Home - mrmiguez/citrus GitHub Wiki
citrus wiki
Overview
Collective Information Transformation and Reconciliation Utility Service (citrus) is a metadata aggregation and transformation tool for DPLA hubs. The program takes metadata collected by repox and transforms it DPLA MAPv4 compatible JSON-LD for ingest into the Digital Public Library of America.
citrus is written in Python 3. It is designed to be run on the same machine hosting repox.

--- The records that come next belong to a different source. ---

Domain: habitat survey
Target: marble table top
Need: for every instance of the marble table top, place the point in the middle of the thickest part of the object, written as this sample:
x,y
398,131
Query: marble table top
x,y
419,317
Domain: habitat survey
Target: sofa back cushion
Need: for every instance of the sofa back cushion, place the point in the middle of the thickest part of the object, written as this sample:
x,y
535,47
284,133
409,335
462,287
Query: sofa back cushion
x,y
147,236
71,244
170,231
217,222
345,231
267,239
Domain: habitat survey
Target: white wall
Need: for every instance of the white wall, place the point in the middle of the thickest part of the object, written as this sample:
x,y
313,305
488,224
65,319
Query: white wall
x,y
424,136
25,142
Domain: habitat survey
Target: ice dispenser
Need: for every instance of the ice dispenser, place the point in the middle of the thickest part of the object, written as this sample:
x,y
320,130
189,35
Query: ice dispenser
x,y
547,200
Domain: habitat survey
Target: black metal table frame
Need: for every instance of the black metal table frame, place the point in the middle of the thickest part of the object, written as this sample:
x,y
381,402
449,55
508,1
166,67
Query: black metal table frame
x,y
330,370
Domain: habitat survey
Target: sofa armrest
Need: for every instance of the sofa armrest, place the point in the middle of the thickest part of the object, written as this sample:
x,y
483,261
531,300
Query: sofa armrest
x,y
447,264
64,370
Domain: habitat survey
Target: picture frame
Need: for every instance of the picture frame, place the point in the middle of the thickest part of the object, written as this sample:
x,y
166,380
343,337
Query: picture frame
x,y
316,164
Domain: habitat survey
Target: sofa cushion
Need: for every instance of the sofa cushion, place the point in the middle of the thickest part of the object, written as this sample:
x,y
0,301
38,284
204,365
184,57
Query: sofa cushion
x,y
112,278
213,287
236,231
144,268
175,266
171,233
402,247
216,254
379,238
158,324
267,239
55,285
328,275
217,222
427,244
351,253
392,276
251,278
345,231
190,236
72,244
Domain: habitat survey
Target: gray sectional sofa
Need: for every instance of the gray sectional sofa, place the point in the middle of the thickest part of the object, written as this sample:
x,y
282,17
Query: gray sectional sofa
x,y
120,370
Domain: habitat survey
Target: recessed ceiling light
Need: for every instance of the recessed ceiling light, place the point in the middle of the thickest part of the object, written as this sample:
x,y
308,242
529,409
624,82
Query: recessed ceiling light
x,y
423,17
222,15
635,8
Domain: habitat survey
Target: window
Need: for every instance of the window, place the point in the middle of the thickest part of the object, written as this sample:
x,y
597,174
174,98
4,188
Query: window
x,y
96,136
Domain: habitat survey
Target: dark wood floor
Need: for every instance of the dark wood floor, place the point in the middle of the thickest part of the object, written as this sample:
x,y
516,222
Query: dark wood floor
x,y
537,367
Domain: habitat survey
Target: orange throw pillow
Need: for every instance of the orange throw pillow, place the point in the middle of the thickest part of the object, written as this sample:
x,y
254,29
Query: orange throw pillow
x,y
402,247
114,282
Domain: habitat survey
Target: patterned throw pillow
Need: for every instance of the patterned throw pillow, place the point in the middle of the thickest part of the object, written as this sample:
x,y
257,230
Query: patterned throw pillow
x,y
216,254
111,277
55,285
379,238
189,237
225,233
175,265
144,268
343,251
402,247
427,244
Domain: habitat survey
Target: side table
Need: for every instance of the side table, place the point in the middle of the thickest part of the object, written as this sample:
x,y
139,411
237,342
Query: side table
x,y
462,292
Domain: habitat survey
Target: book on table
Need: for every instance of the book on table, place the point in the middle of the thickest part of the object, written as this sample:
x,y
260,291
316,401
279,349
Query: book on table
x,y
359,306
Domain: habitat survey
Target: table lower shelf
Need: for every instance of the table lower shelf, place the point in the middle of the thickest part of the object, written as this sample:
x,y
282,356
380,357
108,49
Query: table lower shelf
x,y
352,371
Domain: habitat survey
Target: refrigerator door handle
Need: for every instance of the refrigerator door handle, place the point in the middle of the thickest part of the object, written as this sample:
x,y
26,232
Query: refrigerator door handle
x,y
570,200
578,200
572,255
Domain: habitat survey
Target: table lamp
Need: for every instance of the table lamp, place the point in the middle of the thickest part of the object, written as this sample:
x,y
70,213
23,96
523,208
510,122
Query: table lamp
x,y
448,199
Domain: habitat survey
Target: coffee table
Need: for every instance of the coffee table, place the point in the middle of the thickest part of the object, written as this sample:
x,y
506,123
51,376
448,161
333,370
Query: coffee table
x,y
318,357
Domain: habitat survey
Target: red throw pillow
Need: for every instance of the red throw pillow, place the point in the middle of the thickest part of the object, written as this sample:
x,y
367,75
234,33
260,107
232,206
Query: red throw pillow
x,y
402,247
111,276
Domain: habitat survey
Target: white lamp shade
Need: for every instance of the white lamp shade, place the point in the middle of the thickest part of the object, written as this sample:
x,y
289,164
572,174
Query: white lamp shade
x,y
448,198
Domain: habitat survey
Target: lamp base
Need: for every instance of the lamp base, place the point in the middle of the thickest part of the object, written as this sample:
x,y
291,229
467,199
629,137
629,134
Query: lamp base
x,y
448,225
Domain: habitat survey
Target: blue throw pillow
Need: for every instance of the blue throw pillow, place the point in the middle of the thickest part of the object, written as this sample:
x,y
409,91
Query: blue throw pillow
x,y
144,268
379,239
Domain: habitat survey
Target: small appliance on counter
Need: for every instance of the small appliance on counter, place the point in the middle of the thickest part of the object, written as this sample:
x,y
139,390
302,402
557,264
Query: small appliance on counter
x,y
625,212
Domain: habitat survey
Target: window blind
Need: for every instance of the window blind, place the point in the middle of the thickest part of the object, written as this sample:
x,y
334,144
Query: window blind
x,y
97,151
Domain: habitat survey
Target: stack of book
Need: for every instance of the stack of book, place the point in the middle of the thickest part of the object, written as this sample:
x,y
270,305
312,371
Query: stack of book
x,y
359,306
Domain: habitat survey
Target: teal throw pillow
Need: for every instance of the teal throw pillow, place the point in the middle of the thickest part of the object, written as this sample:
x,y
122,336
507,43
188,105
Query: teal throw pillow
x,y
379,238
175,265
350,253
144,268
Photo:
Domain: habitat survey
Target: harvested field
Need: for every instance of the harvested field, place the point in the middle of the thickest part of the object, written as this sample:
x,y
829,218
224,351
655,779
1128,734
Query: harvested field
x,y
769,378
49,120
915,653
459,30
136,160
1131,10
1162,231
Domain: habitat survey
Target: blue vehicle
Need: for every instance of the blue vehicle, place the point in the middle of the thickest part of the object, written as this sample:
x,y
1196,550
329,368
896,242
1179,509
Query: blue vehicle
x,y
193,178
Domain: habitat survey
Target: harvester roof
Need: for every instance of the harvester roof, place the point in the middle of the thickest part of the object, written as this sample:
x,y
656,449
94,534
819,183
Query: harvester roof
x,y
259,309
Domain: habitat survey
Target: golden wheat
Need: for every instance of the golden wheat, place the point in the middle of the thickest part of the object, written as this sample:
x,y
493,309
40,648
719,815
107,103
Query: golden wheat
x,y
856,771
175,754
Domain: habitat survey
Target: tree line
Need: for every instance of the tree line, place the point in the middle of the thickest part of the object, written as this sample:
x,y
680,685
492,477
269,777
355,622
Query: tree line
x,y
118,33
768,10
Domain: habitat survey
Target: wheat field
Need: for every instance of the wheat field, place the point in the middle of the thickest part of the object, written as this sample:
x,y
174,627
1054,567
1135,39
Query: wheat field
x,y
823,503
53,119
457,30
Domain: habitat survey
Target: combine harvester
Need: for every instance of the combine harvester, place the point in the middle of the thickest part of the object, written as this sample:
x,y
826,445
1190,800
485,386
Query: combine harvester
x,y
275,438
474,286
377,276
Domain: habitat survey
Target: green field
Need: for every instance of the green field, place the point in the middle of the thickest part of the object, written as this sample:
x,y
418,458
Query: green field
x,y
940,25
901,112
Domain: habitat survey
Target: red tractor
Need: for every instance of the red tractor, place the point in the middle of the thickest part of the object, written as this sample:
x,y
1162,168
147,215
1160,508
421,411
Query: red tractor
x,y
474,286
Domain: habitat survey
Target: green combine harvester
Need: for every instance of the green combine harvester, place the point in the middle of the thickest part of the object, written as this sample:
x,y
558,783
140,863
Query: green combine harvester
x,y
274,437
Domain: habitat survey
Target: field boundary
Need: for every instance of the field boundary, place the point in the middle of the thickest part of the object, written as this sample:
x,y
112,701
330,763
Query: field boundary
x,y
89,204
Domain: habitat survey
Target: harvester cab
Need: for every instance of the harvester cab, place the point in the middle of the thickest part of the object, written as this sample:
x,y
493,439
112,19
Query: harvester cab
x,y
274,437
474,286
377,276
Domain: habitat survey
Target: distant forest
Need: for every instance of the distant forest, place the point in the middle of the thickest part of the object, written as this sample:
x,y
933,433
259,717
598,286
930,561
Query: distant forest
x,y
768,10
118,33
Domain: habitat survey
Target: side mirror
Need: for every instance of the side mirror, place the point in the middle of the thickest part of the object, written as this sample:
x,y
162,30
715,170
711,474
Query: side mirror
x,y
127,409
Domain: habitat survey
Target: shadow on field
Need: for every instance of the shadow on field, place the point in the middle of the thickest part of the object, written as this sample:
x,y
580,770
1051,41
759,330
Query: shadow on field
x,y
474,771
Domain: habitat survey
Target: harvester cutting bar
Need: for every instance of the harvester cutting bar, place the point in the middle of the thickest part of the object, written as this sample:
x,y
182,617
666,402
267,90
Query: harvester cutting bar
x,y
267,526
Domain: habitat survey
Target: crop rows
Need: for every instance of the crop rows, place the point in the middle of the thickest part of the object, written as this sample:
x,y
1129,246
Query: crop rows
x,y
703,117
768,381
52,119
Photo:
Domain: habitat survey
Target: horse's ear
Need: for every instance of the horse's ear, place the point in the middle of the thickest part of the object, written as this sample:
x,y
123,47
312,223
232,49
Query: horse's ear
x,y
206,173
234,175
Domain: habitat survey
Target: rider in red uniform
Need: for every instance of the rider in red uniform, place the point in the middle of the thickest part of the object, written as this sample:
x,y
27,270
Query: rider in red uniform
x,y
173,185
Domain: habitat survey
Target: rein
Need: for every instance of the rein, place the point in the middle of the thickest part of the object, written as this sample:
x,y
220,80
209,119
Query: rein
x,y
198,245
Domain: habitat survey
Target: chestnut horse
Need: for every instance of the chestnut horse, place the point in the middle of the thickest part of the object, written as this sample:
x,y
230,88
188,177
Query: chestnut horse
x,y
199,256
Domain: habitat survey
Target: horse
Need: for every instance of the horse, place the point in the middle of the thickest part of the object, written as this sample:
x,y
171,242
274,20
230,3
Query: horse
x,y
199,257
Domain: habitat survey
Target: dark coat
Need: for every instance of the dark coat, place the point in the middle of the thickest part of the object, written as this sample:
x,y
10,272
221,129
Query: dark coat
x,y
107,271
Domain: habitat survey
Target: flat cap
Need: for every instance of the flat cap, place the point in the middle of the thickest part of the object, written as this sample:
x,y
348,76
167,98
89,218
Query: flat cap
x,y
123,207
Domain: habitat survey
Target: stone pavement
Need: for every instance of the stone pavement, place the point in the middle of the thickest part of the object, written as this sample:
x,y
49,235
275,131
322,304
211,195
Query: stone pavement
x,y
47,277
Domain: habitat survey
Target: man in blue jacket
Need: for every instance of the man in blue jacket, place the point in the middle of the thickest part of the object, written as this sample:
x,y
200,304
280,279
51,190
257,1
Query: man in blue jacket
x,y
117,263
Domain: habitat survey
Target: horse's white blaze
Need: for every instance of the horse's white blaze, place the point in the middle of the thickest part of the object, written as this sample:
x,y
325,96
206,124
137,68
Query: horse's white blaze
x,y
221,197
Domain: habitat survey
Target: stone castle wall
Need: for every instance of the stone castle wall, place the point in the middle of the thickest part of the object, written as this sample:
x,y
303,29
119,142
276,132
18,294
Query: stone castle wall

Goals and future development
The purpose and mission of citrus is to provide a tool that allows for flexible and automatic metadata transformation for metadata aggregators.
Files & purpose
citrus.py
- defines the transformation scenarioscitrus-run.py
- runs the citrus utilitycitrus_config.py
- configuration settingsassets/
- additional services for thumbnails and reconciliation functions
Configuring citrus
The transformation and plugin services to be run are defined in the citrus_config.py file.
CONFIG_DICT
is the list of expected repox exports and requisite mappings
Keys are shortened forms of repox export directories.
They will be expanded by citrus-run using glob.glob(key*), so full names aren't required.
They should be relatively descriptive to avoid collision with other sets.
Values are tuples storing various run settings.
- metadata prefix--Currently only 'dc', 'qdc', and 'mods' are supported.
- dictionary of thumbnail service values
- aggregation.dataProvider
- aggregation.intermediateProvider
REPOX_EXPORT_DIR
is the path to the exported metadata. A default path is assigned when a repox data set is created (typically /repox/export). This path can be changed when data sets are exported manually.
OUTPUT_DIR
is the directory where the JSON-LD will be written.
PRETTY_PRINT
Pretty print resulting JSON-LD? Setting this to False
can reduce the size of the resulting document by up to a third. True
is preferred only for non-production tasks (debugging and testing).
PROVIDER
i.e. the name of the DPLA hub.
VERBOSE
Setting this to True
will print to the terminal window the OAI-ID of the record currently being processed.
citrus transformation methods
Error logging
Errors that may be encountered are logged in an error_DATE_.log file in the run directory. Missing any of the DPLA required elements:
- Title
- Rights
- Identifier referencing the object in context
will cause the record to be skipped and not included in the final JSON-LD document. Other errors may be logged that do not pass the record out of the transformation.
Details of the errors in the log file include the full OAI-PMH identifier, so errors can be tracked and corrected.